The above figure explains the general structure of supply chain management for the enhanced geothermal systems market.
As can be seen clearly, the supply chain for this market is broadly divided into three main segments. These are:
- Tier-1 Suppliers for System Component
- Project Developers/EPC Solution Providers
- End Users
Tier-1 Suppliers for System Component:
These include the Tier-1 suppliers of EGS plant components such as turbine, flash system, boiler, genset units, and others.
Project Developers/EPC Solution Providers:
These are solution plant manufacturers that deploy and manufacture the EGS plants. More often, several government organizations, universities, and plant manufacturers come together to research and develop EGS plants.
The end user includes energy consumers from commercial and industrial sectors. Commercial end users include offices, supermarkets/hypermarkets, government, healthcare, hospitality, transportation, and others. Similarly, industrial end users include oil and gas, food and beverage, automotive, energy and utilities, and others.
Current Trends in Enhanced Geothermal System (EGS)
Horizontally Layered EGS
The EGS concept entails retrieving heat using a subsurface fracture system to inject water through injection wells. The improved geothermal system will grow faster if the inherent permeability of the rock is higher.
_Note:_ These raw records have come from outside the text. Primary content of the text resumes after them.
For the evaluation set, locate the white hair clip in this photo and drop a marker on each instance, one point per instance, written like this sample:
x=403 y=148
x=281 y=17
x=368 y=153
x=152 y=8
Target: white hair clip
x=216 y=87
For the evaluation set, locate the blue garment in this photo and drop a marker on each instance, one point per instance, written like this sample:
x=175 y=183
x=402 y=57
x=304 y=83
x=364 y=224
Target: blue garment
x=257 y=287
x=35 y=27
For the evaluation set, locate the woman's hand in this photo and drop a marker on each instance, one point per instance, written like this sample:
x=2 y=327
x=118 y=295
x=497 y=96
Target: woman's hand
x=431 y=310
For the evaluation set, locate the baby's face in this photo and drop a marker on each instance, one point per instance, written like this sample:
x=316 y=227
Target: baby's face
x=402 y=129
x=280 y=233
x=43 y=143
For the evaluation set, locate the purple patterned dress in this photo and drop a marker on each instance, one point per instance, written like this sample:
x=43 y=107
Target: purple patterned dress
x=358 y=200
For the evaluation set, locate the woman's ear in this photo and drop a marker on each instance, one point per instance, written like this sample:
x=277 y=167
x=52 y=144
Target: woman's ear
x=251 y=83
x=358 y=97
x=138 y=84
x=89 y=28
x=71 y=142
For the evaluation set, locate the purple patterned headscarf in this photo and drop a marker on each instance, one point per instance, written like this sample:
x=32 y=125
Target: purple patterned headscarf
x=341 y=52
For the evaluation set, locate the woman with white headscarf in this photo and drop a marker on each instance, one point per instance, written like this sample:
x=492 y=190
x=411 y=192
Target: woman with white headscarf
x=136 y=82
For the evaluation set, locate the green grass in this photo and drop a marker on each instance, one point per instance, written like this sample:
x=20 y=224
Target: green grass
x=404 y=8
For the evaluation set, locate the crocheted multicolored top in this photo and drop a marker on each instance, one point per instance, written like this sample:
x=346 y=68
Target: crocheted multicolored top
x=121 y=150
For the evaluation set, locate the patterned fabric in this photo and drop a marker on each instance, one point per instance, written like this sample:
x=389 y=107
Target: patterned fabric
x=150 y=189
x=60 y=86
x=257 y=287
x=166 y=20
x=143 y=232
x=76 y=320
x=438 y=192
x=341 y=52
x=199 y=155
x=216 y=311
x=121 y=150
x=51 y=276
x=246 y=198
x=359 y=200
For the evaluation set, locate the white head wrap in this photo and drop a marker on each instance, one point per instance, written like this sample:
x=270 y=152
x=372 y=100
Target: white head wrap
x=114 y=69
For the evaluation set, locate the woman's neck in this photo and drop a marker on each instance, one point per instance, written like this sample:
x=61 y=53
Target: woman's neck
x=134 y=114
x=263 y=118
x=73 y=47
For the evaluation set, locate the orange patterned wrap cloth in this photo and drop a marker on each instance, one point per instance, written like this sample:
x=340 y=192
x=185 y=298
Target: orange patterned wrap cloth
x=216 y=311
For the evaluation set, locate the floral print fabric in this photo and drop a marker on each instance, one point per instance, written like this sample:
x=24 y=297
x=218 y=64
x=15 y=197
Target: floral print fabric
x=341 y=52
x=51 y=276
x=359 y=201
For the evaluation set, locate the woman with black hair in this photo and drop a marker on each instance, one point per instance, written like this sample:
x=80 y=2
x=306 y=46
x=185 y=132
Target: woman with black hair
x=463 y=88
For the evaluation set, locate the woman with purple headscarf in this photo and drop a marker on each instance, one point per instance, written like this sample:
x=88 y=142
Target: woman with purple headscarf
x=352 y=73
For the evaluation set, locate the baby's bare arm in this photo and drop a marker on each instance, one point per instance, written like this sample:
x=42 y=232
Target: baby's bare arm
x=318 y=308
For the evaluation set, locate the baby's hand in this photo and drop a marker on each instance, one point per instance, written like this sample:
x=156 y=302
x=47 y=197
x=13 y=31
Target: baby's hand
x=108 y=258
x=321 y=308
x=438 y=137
Due to small fissures and pore spaces between mineral grains, rocks are permeable. The injected water is warmed by interaction with the rock in naturally existing hydrothermal systems, and it eventually returns to the ground via production reservoirs.
Reservoirs designed to enhance the economics of resources with inadequate water and/or permeability are known as EGS. The conventional EGS consists of a twin vertical well that is simple to construct and run for geothermal energy extraction.
However, there has been an increase in the utilization of horizontally stratified geothermal systems in recent times. Concerning overall heat recovery efficiency, this horizontally stacked improved geothermal system exceeds its twin vertical well equivalent.
Moreover, the horizontally stacked EGS has a higher heat recovery rate and is more cost-effective than the twin vertical well EGS.
Developments Toward Deep EGS
Deep geothermal energy is a clean and sustainable source of thermal and electrical power with the potential to deliver enormous amounts of energy.
Due to these advantages, deep geothermal energy is of critical strategic importance for expanding the energy sector, and numerous countries have already begun utilizing it for heating and electricity.
The true capacity of deep geothermal energy has yet to be achieved due to the intricate geological structure, high temperature, and stress situations in deep geothermal reservoirs.
Prominence of Closed-Loop EGS
The term "deep closed-loop geothermal system" has recently gotten a lot of press attention. Closed-loop geothermal system circulates fluid through a wellbore hundred or even tens of thousands of feet underground before returning to the surface.
No liquid escapes from the borehole at any time. Fluids move beneath the surface in enclosed pipelines and boreholes, collecting heat by conducting and delivering it to the top, where it may be used for a customized mix of heat and power.
Closed-loop geothermal systems have been around for years, but a few companies have recently enhanced them with technology from the oil and gas industry.
Enhanced geothermal system (EGS) can considerably extend geothermal energy usage. Geothermal energy is presently produced from hydrothermal reservoirs and is confined to a few perfect areas in the U.S.
Geothermal energy has the potential to go a long distance. Although that potential has yet to be realized, geothermal energy is expected to play a significant role in the portfolio of renewable energy sources in the upcoming decades.